Hacker News new | ask | show | jobs
by evgen 6083 days ago
> The reason databases are statically typed is because that saves storage space and processing time

The problem with this argument is that when I can slap several TB into every node in my db cluster the storage cost issue is basically moot. When it is cheaper to buy ten small boxes than one beefy server the processing time and query optimization issue also starts to come into question. At some point soon, and we may have already passed that point, the cost of centralizing db queries through a small number of expensive, highly tuned servers necessary to maintain the pillars of the RDBMS model will be outpaced by the benefits of abandoning both optimizations in favor of being able to use a small, cheap fleet of boxes running a distributed database.

The tradeoffs that were made several decades ago when the RDBMS and SQL ascended to their current dominance may have made sense at the time, but a lot has changed since then.

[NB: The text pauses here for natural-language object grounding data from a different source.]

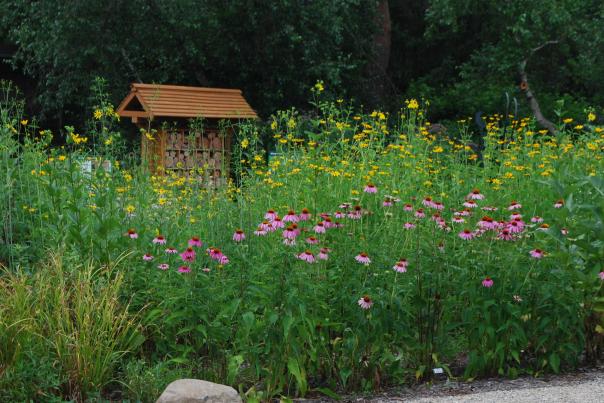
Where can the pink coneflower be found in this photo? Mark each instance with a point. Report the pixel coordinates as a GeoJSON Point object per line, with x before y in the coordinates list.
{"type": "Point", "coordinates": [319, 228]}
{"type": "Point", "coordinates": [270, 215]}
{"type": "Point", "coordinates": [196, 242]}
{"type": "Point", "coordinates": [159, 240]}
{"type": "Point", "coordinates": [487, 282]}
{"type": "Point", "coordinates": [290, 232]}
{"type": "Point", "coordinates": [475, 195]}
{"type": "Point", "coordinates": [260, 232]}
{"type": "Point", "coordinates": [470, 204]}
{"type": "Point", "coordinates": [328, 223]}
{"type": "Point", "coordinates": [401, 266]}
{"type": "Point", "coordinates": [304, 215]}
{"type": "Point", "coordinates": [312, 240]}
{"type": "Point", "coordinates": [428, 202]}
{"type": "Point", "coordinates": [291, 217]}
{"type": "Point", "coordinates": [419, 213]}
{"type": "Point", "coordinates": [362, 258]}
{"type": "Point", "coordinates": [238, 236]}
{"type": "Point", "coordinates": [515, 226]}
{"type": "Point", "coordinates": [307, 256]}
{"type": "Point", "coordinates": [506, 235]}
{"type": "Point", "coordinates": [356, 213]}
{"type": "Point", "coordinates": [543, 227]}
{"type": "Point", "coordinates": [466, 234]}
{"type": "Point", "coordinates": [365, 302]}
{"type": "Point", "coordinates": [487, 223]}
{"type": "Point", "coordinates": [132, 234]}
{"type": "Point", "coordinates": [370, 188]}
{"type": "Point", "coordinates": [277, 223]}
{"type": "Point", "coordinates": [188, 255]}
{"type": "Point", "coordinates": [266, 226]}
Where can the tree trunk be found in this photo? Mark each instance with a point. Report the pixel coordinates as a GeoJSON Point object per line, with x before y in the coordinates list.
{"type": "Point", "coordinates": [378, 79]}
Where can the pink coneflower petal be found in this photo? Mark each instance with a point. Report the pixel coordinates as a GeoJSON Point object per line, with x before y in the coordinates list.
{"type": "Point", "coordinates": [401, 266]}
{"type": "Point", "coordinates": [304, 215]}
{"type": "Point", "coordinates": [466, 234]}
{"type": "Point", "coordinates": [365, 302]}
{"type": "Point", "coordinates": [188, 255]}
{"type": "Point", "coordinates": [238, 236]}
{"type": "Point", "coordinates": [370, 188]}
{"type": "Point", "coordinates": [196, 242]}
{"type": "Point", "coordinates": [291, 217]}
{"type": "Point", "coordinates": [362, 258]}
{"type": "Point", "coordinates": [319, 228]}
{"type": "Point", "coordinates": [306, 256]}
{"type": "Point", "coordinates": [159, 240]}
{"type": "Point", "coordinates": [409, 225]}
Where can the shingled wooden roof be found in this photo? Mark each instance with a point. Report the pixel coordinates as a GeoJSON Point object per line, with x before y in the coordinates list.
{"type": "Point", "coordinates": [154, 100]}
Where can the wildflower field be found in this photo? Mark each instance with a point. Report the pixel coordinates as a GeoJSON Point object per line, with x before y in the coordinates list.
{"type": "Point", "coordinates": [363, 253]}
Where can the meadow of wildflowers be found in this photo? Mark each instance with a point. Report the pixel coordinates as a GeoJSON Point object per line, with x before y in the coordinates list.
{"type": "Point", "coordinates": [365, 252]}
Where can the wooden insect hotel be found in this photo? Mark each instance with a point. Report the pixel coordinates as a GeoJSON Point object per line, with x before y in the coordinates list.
{"type": "Point", "coordinates": [169, 140]}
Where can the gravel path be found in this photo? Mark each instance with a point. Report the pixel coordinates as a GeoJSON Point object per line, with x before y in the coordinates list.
{"type": "Point", "coordinates": [584, 386]}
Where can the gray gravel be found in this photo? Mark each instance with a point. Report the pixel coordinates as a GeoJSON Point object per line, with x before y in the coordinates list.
{"type": "Point", "coordinates": [584, 386]}
{"type": "Point", "coordinates": [587, 392]}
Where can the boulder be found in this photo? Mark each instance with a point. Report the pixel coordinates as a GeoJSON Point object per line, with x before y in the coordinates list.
{"type": "Point", "coordinates": [198, 391]}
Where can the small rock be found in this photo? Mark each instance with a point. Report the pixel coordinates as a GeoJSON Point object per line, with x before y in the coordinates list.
{"type": "Point", "coordinates": [198, 391]}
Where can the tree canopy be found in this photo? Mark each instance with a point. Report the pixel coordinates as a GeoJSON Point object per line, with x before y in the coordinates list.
{"type": "Point", "coordinates": [463, 55]}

You may try to delude yourself into thinking that there are "scalability problems a NoSQL system is going to run into that RDBMS solved 20+ years ago" but given the fact that almost all of these systems were designed with an eye on under what conditions RDBMS failed and in light of decades of research into distributed systems and scalability that did not exist when SQL/RDBMS emerged I find it hard to believe that there are scalability problems that RDBMS solved that NoSQL systems will run into. Hell, most of them were designed to solve specific scalability failures in big data systems where RDBMS fell over and died.

2 comments

You're putting a lot of faith into this. The fact is that performance, scalability, features, and correctness are a trade-off. RDBMS is optimized for certain conditions and these NoSQL databases are optimized for other conditions. NoSQL databases are horrible at things that RDBMS's do extremely well and vice-versa. NoSQL isn't some magic discovery -- of course they're going to run into problems that RDBMS solved years ago!

Your argument for small boxes seems to be the same argument for one large box. My (extremely average) desktop has a terabyte of storage in it -- why do I need a bunch of boxes running a distributed database? One big server is a hell of a lot easier to manage than a fleet (a fleet!) of small boxes.

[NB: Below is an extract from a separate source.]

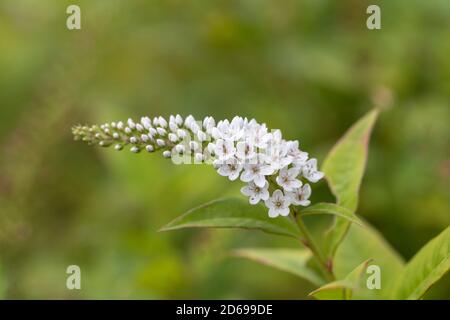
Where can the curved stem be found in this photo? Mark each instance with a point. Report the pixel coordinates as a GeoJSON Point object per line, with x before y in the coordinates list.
{"type": "Point", "coordinates": [309, 242]}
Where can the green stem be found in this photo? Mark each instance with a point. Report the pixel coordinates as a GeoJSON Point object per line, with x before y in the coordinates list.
{"type": "Point", "coordinates": [309, 242]}
{"type": "Point", "coordinates": [307, 239]}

You make a very valid point, and it's one I do think about. I try not to bash NoSQL, because it does make sense sometimes, but there's a recent tide of "SQL is dead, long live NoSQL" that ignores the fact that RDBMS are a superior solution in some cases. Really, I think most people agree that RDBMS are sometimes better, and the argument revolves around how often "sometimes" is.

I don't doubt that NoSQL systems solve scalability problems people experience when they use (or rather, mis-use) RDBMS. My point is that they are making trade-offs in terms of storage, data integrity, etc. that they may not be considering, because those things used to be "free" with RDBMS so they weren't a concern.

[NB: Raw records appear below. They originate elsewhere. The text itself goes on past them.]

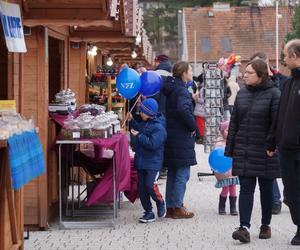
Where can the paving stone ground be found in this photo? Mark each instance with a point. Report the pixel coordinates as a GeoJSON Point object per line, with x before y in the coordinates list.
{"type": "Point", "coordinates": [207, 230]}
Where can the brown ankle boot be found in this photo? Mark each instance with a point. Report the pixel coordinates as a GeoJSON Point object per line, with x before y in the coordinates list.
{"type": "Point", "coordinates": [182, 213]}
{"type": "Point", "coordinates": [169, 212]}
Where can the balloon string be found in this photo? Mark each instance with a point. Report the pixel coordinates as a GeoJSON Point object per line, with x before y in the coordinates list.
{"type": "Point", "coordinates": [137, 99]}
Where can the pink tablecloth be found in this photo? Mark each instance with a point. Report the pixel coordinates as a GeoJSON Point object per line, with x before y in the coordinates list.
{"type": "Point", "coordinates": [104, 191]}
{"type": "Point", "coordinates": [126, 177]}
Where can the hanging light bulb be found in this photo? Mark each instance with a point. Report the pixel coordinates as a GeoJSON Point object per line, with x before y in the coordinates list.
{"type": "Point", "coordinates": [138, 39]}
{"type": "Point", "coordinates": [133, 54]}
{"type": "Point", "coordinates": [93, 51]}
{"type": "Point", "coordinates": [109, 61]}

It's certainly true that RDBMS were born in a very different age in terms of expense of both storage and processing. As with MapReduce, with is an astonishingly inefficient but extremely fast and scalable way of crunching big volumes of data, NoSQL systems may be making use of huge leaps in the availability of resources to prioritize speed and scalability over other concerns.

However, as I mentioned, there seem to be lot of newbie developers who aren't thinking about NoSQL vs. RDBMS in these terms ("speed" vs. "data integrity", say) but instead in terms of "easy" vs. "hard", or even just "new hotness" vs. "old and busted". As a result they may be avoiding one set of problems solved by NoSQL only to run into a totally different set solved by RDBMS, without considering which is more important for their app.